A. SEJARAH KAUMAN
Kauman merupakan sebuah kampung tempat bermukimnya para ulama kraton. Ulama – ulama tersebut merupakan abdi dalem kraton. Abdi dalem tersebut disebut dengan abdi dalem pamethakan. Abdi dalem pamethakan merupakan abdi dalem kraton yang bertugas mengurusi masalah keagamaan, khususnya bidang kemasjidan. Para abdi dalem pamethakan tersebut diberi tempat di sekitar masjid. Beberapa keluarga abdi dalem tersebut saling berhubungan dan lama – kelamaan terbentuklah masyarakat Kauman. Dan tempat tinggal mereka disebut dengan Kampung Kauman.
Lahirnya kampung Kauman erat kaitannya dengan kraton Yogyakarta. Karena para abdi dalem yang tinggal di Kauman tersebut bertindak sebagai alat birokrasi kerajaan di bidang keagamaan. Mereka bertugas mengurusi masjid Gedhe Yogyakarta. Oleh karena yang tinggal di sekitar masjid ini merupakan orang - orang yang menegakkan dan mengamalkan agama Islam, maka masyarakat sekitar menyebutnya sebagai qaaimuddin, orang – orang Jawa menyebutnya sebagai pakauman. Dan sekarang kampung ini lebih dikenal dengan nama Kauman.
Kampung Kauman Yogyakarta ini terletak di sebelah barat alun – alun utara dan kraton Yogyakarta, tepatnya di belakang masjid Gedhe Yogyakarta. Konsep ini sesuai dengan konsep kota – kota Islam di Jawa, dengan tatanan fisik alun – alun, pusat pemerintahan dan masjid. Dan pada umumnya, di belakang masjid tersebut terdapat sebuah perkampungan yang diberi nama kampung Kauman.

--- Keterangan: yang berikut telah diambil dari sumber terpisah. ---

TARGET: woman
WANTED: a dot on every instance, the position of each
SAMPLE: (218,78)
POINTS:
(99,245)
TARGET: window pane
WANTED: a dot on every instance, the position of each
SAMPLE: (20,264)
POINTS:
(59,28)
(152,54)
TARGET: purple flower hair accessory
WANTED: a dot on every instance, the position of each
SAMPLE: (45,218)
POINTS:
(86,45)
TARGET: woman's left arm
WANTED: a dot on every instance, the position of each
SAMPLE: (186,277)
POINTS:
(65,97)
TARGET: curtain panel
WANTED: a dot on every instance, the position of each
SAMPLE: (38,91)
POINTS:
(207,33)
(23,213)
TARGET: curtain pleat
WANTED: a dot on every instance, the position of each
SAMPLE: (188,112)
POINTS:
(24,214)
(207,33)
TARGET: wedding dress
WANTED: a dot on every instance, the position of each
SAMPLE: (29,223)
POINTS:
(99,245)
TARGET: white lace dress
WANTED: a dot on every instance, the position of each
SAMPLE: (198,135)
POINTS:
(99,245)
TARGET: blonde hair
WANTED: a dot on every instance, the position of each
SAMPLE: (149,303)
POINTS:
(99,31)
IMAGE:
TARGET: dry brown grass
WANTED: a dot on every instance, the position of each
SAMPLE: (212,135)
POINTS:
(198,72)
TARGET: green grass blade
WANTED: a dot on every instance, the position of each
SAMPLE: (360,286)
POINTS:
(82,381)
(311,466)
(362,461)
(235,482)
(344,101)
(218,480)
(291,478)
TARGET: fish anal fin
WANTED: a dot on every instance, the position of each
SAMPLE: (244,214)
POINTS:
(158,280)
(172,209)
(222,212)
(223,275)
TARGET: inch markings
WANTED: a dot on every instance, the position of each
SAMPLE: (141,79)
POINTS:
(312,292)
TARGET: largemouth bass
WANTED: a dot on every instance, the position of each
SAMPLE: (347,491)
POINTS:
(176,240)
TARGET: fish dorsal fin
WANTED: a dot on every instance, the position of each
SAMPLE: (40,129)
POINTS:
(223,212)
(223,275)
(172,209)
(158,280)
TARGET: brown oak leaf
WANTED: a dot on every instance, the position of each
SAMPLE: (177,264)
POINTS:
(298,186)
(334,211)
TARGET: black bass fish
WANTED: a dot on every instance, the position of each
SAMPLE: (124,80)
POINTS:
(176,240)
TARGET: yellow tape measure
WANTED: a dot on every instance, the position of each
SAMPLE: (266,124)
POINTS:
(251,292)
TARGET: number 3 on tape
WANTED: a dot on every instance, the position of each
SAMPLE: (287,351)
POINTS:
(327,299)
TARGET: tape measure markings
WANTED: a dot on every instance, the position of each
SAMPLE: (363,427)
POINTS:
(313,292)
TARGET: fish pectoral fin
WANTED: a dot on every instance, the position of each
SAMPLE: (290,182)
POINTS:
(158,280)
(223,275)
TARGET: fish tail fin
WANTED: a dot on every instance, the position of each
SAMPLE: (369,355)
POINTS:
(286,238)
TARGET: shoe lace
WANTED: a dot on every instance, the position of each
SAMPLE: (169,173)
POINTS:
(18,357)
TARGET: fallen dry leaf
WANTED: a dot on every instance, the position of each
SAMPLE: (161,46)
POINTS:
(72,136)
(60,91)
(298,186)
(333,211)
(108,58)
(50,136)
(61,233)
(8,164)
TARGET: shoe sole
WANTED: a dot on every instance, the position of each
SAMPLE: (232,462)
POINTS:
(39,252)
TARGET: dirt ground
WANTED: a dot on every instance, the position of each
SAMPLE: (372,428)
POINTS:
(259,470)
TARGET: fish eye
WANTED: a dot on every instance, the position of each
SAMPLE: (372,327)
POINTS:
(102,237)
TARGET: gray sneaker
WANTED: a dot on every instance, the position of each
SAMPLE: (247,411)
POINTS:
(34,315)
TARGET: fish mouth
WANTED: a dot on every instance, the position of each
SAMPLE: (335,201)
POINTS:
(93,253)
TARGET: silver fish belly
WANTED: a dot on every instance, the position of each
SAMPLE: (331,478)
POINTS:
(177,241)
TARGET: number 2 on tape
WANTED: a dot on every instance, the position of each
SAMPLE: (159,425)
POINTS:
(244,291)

B. STATUS SOSIAL MASYARAKAT KAUMAN
Masyarakat Kauman banyak yang menjadi abdi dalem kraton Yogyakarta. Jabatan sebagai abdi dalem tersebut merupakan ciri khusus dalam masyarakat Kauman. Ikatan sosial sebagai abdi dalem inilah yang mengawali terbentuknya masyarakat Kauman. Jabatan sebagai abdi dalem pamethakan merupakan kedudukan yang penting dalam hubungannya dengan birokrasi kraton Yogyakarta.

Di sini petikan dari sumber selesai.